- Carácuaro de Morelos Carácuaro de Morelos
- Coordinates: 19°00′59″N 101°07′35″W﻿ / ﻿19.0164°N 101.1265°W
- Country: Mexico
- State: Michoacán
- Municipality: Carácuaro

Population (2020)
- • Total: 4,149

= Carácuaro de Morelos =

Carácuaro de Morelos is a town in the Mexican state of Michoacán. It serves as the municipal seat for the surrounding municipality of Carácuaro.

==Toponomy==
The word "Carácuaro" comes from the Chichimeca word carakua, meaning "place of slope" or "place on the slope". "Morelos" refers to José María Morelos, a prominent revolutionary during the Mexican War of Independence.

==Demographics==
In the 2020 census, Carácuaro de Morelos had 4,149 inhabitants, which represents an average increase of 1.3% per year in the 2010-2020 period based on the 3,653 inhabitants registered in the previous census.
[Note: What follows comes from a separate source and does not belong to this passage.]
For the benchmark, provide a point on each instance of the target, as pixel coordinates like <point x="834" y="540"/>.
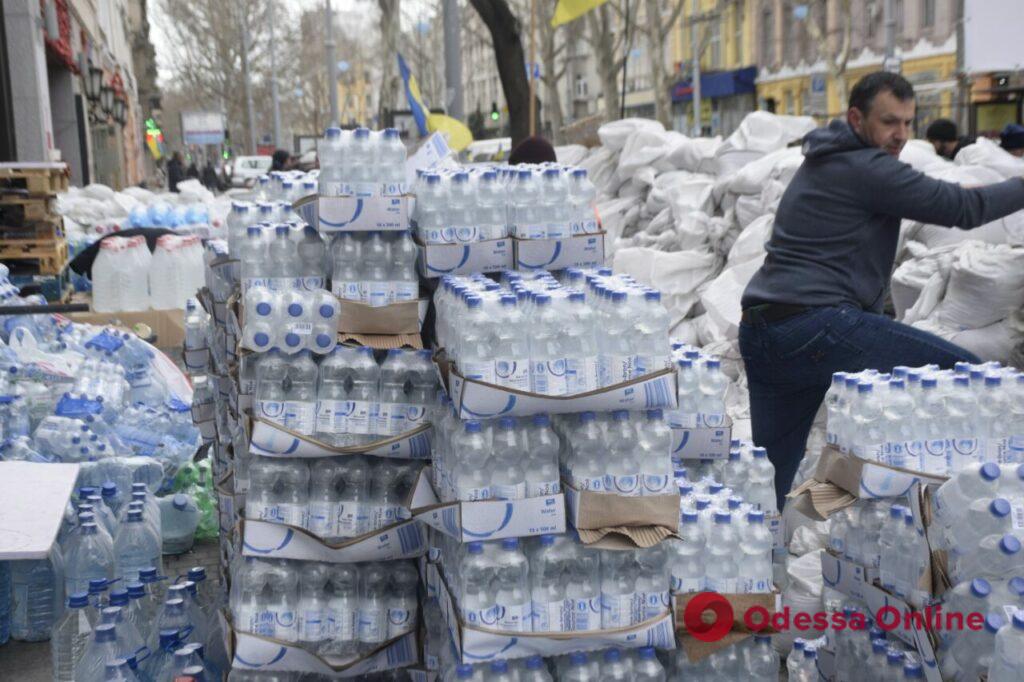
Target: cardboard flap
<point x="623" y="538"/>
<point x="404" y="317"/>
It occupies an area of 2,418 km^{2}, with a density of 1,716 inhabitants/km^{2}.

In 2010, it was classified as a locality with a high degree of social vulnerability. The population of Carácuaro de Morelos is mostly literate (8.10% of illiterate people as of 2020) with a schooling level of more than 7.5 years. Only 0.29% of the population recognizes itself as indigenous.